После демобилизации он поступил на работу в Тэвистокскую клинику, где и проработал до самой своей отставки и где его усилиями был создан крупный исследовательский центр детского развития.
Исходя из гипотезы о том, что нарушения в поведении ребенка возникают в значительной мере под влиянием нарушений родительско-детских отношений, Боулби обратился к изучению личности малолетних преступников. Уже в своих ранних исследованиях он нашел убедительные подтверждения данной гипотезы.
Боулби сравнивал несовершеннолетних воров с их благополучными сверстниками (первая книга Боулби, вышедшая в 1946 г., так бесхитростно и называется — «Сорок четыре юных вора»). Сопоставляя эти выборки, Боулби нашел между ними одно принципиально значимое различие. Оказалось, что дети, не склонные к правонарушениям, с рождения были окружены родительской заботой и имели непрерывные позитивные эмоциональные контакты с матерью. А вот среди 44 несовершеннолетних правонарушителей оказалось 17 таких, кто в возрасте до пяти лет в силу разных причин был разлучен с матерью по крайней мере на полгода, то есть испытал острый дефицит родительской любви и заботы. По мнению Боулби, этот фактор и оказался решающим в искажении личностного развития.

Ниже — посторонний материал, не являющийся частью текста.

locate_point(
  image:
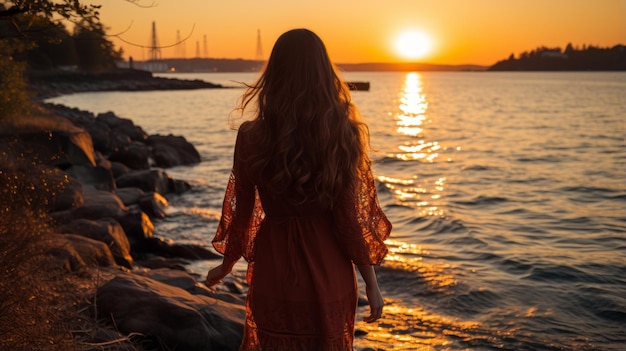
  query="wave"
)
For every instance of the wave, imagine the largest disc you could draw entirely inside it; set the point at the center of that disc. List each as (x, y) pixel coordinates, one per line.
(482, 200)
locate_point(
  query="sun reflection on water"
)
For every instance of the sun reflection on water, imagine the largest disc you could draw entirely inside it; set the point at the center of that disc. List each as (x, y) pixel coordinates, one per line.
(415, 327)
(411, 121)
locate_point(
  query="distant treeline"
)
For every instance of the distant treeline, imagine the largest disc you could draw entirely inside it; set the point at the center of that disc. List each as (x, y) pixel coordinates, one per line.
(587, 58)
(44, 44)
(242, 65)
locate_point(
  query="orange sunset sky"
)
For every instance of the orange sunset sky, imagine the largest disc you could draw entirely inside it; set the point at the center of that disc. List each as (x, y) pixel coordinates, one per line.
(452, 31)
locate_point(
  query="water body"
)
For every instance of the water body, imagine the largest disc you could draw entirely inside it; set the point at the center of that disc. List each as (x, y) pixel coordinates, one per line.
(507, 192)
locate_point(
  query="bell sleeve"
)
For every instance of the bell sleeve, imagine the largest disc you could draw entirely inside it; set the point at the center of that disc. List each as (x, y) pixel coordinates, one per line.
(242, 212)
(362, 227)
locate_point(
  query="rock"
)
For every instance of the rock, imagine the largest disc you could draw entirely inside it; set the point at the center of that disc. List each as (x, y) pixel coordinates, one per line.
(100, 204)
(130, 196)
(151, 180)
(138, 227)
(113, 121)
(76, 252)
(119, 169)
(97, 177)
(135, 156)
(154, 205)
(106, 230)
(163, 248)
(162, 262)
(177, 278)
(178, 186)
(169, 151)
(177, 318)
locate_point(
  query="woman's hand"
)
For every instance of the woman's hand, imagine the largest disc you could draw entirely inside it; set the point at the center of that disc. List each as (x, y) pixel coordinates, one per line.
(375, 299)
(216, 274)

Дальнейшие исследования этой проблемы проводились в лечебных и воспитательных учреждениях, где длительное время проживали дети, оторванные от своих семей и лишенные контактов с матерью. Тут невольно вспоминается гипотеза Э. Боринга о том, что научные открытия вызревают в определенных общественно-исторических условиях, определяются «духом времени», и поэтому сходные идеи порой высказываются почти одновременно разными учеными в разных концах света. Так и в данном случае: параллельно работам Боулби велись наблюдения Уильяма Голдфарба над усыновленными воспитанниками приютов, а также широко ныне известные исследования Рене Спитца, сформулировавшего концепцию госпитализма.

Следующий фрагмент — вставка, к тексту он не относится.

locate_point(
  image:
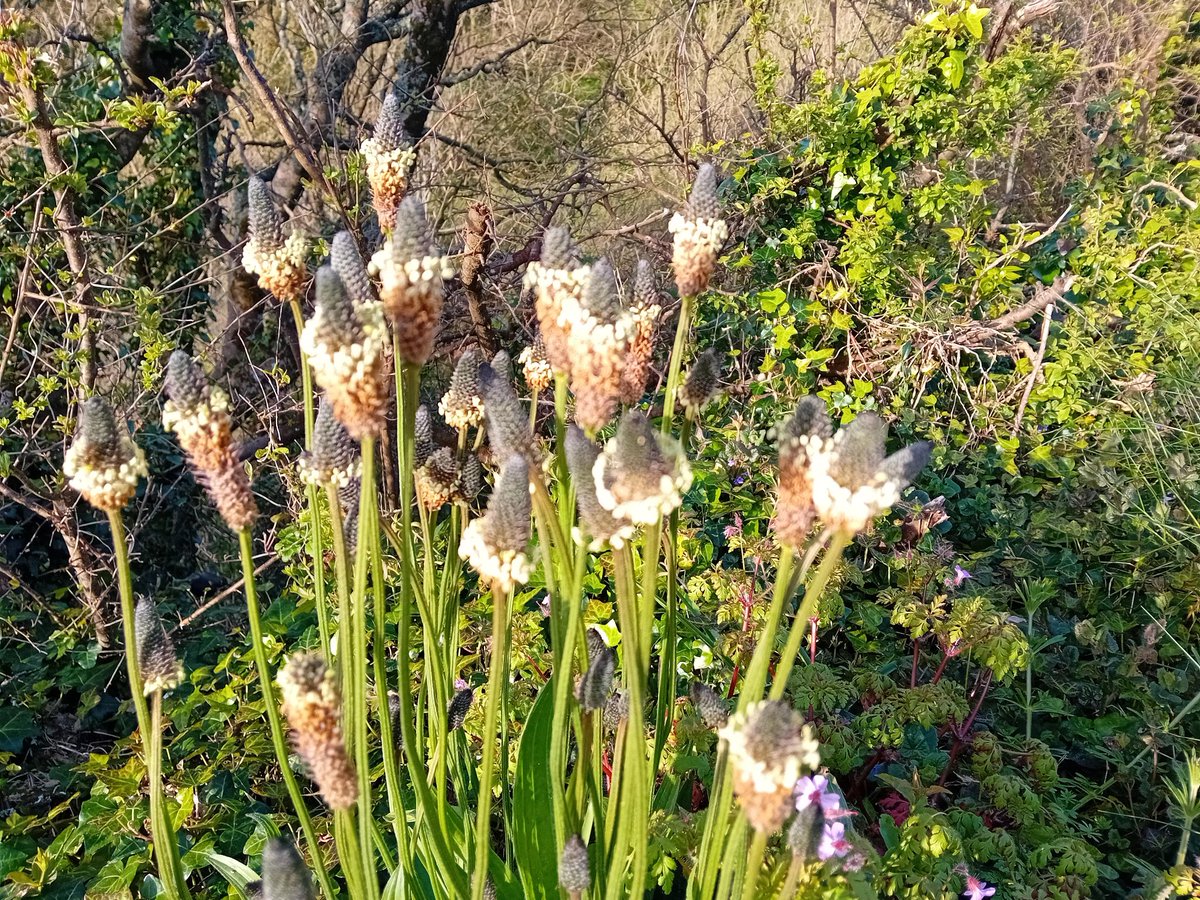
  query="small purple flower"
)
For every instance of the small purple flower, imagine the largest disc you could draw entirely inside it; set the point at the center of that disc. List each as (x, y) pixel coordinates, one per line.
(735, 529)
(814, 792)
(960, 575)
(978, 889)
(833, 841)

В 1951 г. увидела свет наиболее известная книга Боулби — «Материнская забота и психическое здоровье», в которой собраны результаты проведенных исследований. Опираясь на данные своих наблюдений, а также на исследования Спитца, Голдфарба и других, Боулби сделал заключение: ребенок в раннем возрасте должен воспитываться в атмосфере эмоциональной теплоты и быть привязан к матери на основании интимных и стойких эмоциональных связей, которые для обоих представляют источник удовлетворения и радости. Ситуация, при которой ребенок страдает от нарушения такой эмоциональной связи, серьезно подрывает его психическое здоровье. Искажения психического развития могут быть в разной степени тяжелыми, а порой и непоправимыми.

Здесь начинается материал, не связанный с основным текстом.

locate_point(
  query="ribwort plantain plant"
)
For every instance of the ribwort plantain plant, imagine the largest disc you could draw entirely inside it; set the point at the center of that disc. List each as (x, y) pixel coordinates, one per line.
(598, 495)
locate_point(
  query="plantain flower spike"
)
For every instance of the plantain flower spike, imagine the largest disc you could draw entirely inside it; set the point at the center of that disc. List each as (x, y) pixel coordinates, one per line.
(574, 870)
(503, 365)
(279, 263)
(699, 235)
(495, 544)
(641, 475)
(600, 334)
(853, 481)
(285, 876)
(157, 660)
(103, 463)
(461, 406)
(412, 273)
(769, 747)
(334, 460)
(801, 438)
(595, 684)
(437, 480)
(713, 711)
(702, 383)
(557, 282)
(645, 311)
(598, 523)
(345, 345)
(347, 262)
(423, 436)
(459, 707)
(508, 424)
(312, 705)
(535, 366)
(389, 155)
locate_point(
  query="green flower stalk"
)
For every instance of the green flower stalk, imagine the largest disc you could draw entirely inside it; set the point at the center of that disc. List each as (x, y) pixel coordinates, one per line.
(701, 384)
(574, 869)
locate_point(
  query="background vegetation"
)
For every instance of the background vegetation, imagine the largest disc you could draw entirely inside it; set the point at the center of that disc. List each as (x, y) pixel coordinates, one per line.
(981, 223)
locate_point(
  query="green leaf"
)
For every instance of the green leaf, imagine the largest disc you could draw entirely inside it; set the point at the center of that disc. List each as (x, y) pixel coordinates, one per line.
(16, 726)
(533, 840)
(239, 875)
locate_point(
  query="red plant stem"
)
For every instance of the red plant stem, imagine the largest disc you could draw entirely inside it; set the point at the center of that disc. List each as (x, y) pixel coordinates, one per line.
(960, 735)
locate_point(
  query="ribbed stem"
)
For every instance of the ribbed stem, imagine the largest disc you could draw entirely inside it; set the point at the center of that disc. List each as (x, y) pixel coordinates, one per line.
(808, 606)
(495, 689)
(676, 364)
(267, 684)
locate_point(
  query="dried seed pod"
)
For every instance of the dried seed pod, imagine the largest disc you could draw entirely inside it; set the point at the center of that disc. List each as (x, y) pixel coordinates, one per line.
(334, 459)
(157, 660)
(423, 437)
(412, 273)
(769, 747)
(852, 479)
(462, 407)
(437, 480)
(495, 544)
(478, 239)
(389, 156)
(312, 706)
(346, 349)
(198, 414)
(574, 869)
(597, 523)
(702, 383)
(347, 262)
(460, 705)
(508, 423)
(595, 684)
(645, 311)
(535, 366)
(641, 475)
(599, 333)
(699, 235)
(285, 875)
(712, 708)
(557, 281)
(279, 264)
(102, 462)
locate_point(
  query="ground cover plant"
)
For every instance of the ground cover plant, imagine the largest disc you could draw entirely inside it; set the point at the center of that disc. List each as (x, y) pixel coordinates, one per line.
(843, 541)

Важной вехой в научной биографии Боулби стала подготовка им по поручению Всемирной организации здравоохранения доклада о состоянии психического здоровья бездомных детей в странах Европы в послевоенный период. Этот доклад получил широкую известность: после публикации в 1951 г. он был переведен на 14 языков, причем один только англоязычный его тираж составил более 400 тысяч экземпляров. В нем впервые на большом фактическом материале было убедительно показано травмирующее влияние разлуки ребенка с матерью в раннем возрасте.
В 1952 г. совместно с Дж. Робертсоном Боулби создал документальный фильм «Двухлетний ребенок в больнице», показывающий всю глубину страданий, переживаемых маленькими детьми в условиях разлуки с матерью. Факты, представленные в этом фильме, вызвали исключительно широкий общественный резонанс. В целом фильм способствовал осознанию степени серьезности проблемы сепарации в раннем детстве и необходимости учета ее негативного психологического влияния в практике работы с детьми, что, собственно, и было целью Боулби и Робертсона, не желавших ограничиваться ролью пассивных наблюдателей горя и страданий детей.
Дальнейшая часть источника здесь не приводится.